Le fait d’être provincial a fait que je ne me suis jamais senti blasé. Je me suis parfois senti blasé par rapport à l’écriture et à la critique, mais jamais par rapport au cinéma. Chaque film est une perle, chaque film est un miracle. Et le fait qu’il arrive jusqu’à moi est un miracle encore plus grand. Après, le fait d’être en province à une époque où il n’y avait pas d’école de cinéma, vraiment rien, et d’essayer de faire des courts-métrages Super 8, ça créé une sorte de modestie : «  De toute façon, on n’y arrivera jamais ! »
En fait, j’ai très vite fait une croix sur le fait de faire des films. Je les aimais tellement que je ne voulais pas faire moins bien qu’un « Citizen Kane » par exemple. C’est pour ça que j’ai toujours admiré les cinéastes.

Plus que les acteurs…


Oui, j’ai toujours préféré interviewer des cinéastes plutôt que des acteurs. A de rares exceptions près : François Cluzet, Leonardo di Caprio ou encore Johnny Depp. Ce sont de belles rencontres. On voit tout de suite que ce sont des esprits libres, des gens qui sont capables d’indépendance.

Vous parliez de ces cinéastes pour lesquels vous avez du respect…


J’ai aussi du respect pour ces étudiants de la HEAD à Genève où j’étais hier. Je leur ai dit, que je les admirais. Se dire qu’il sera impossible de refaire « Le Parrain », parce qu’on ne peut plus refaire « Le Parrain » aujourd’hui, pour moi, ce serait une frustration beaucoup trop grande.
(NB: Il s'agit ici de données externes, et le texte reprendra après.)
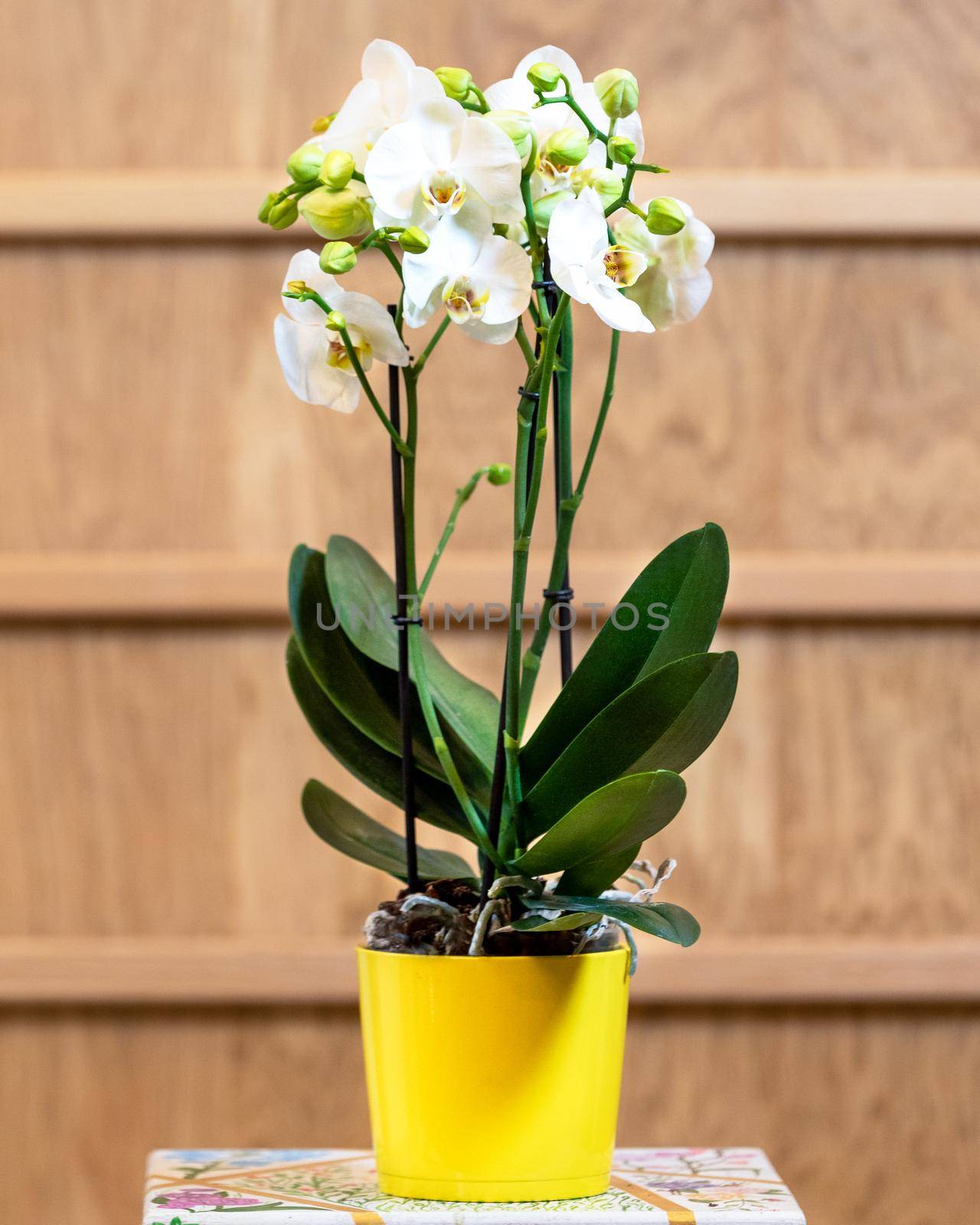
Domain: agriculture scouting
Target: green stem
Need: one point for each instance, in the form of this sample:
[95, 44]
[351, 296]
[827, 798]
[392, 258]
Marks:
[416, 661]
[524, 524]
[462, 498]
[567, 510]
Vos cinéastes préférés justement ?


(soupirs) il y en a tellement !

Je regarde «La Nuit du Chasseur » de Charles Laughton deux à trois fois par an. Il y a trop de cinéastes que j’aime en fait. Il faudrait que je refasse toute l’histoire du cinéma depuis le début et puis après que je revienne en arrière, que je change de continent trois fois, quatre fois, cinq fois (rires)… non c’est impossible !
Par contre, je sais quel genre de cinéaste j’aime. Je suis quelqu’un qui aime une forme de cinéma classique. Je suis assez peu friand de mélange de cinéma et d’art vidéo. J’ai été assez dégoûté par les faiseurs de clips dans les années 80 qui se sont mis au cinéma (Jean-Jacques Beineix, Luc Besson ou même Ridley Scott). Déjà, quand on regarde les premiers courts métrages de ces gars, on se rend compte qu’ils n’avaient rien à raconter. C’était uniquement du cinéma de forme. J’aime les cinéastes qui trouvent un équilibre parfait entre le fond et la forme.
Pour moi, la clé, c’est l’anecdote de Richard Brooks qui racontait comment il a appris à faire du cinéma. Il était 3ème assistant sur un film de Karl Freund qui n’hésitait jamais où poser la caméra, comment couper des scènes. Freund a dit à Brooks de revenir le lendemain pour une « leçon ». Il lui a montré deux films pornos qu’il avait réalisés quand qu’il avait besoin d’argent. Cela lui avait appris une chose : « Get to the fucking point ! ». Voilà les cinéastes que j’aime : ceux qui vont droit au but. C’est pour ça que j’admire Clint Eastwood qui tourne « Mystic River » en 23 jours !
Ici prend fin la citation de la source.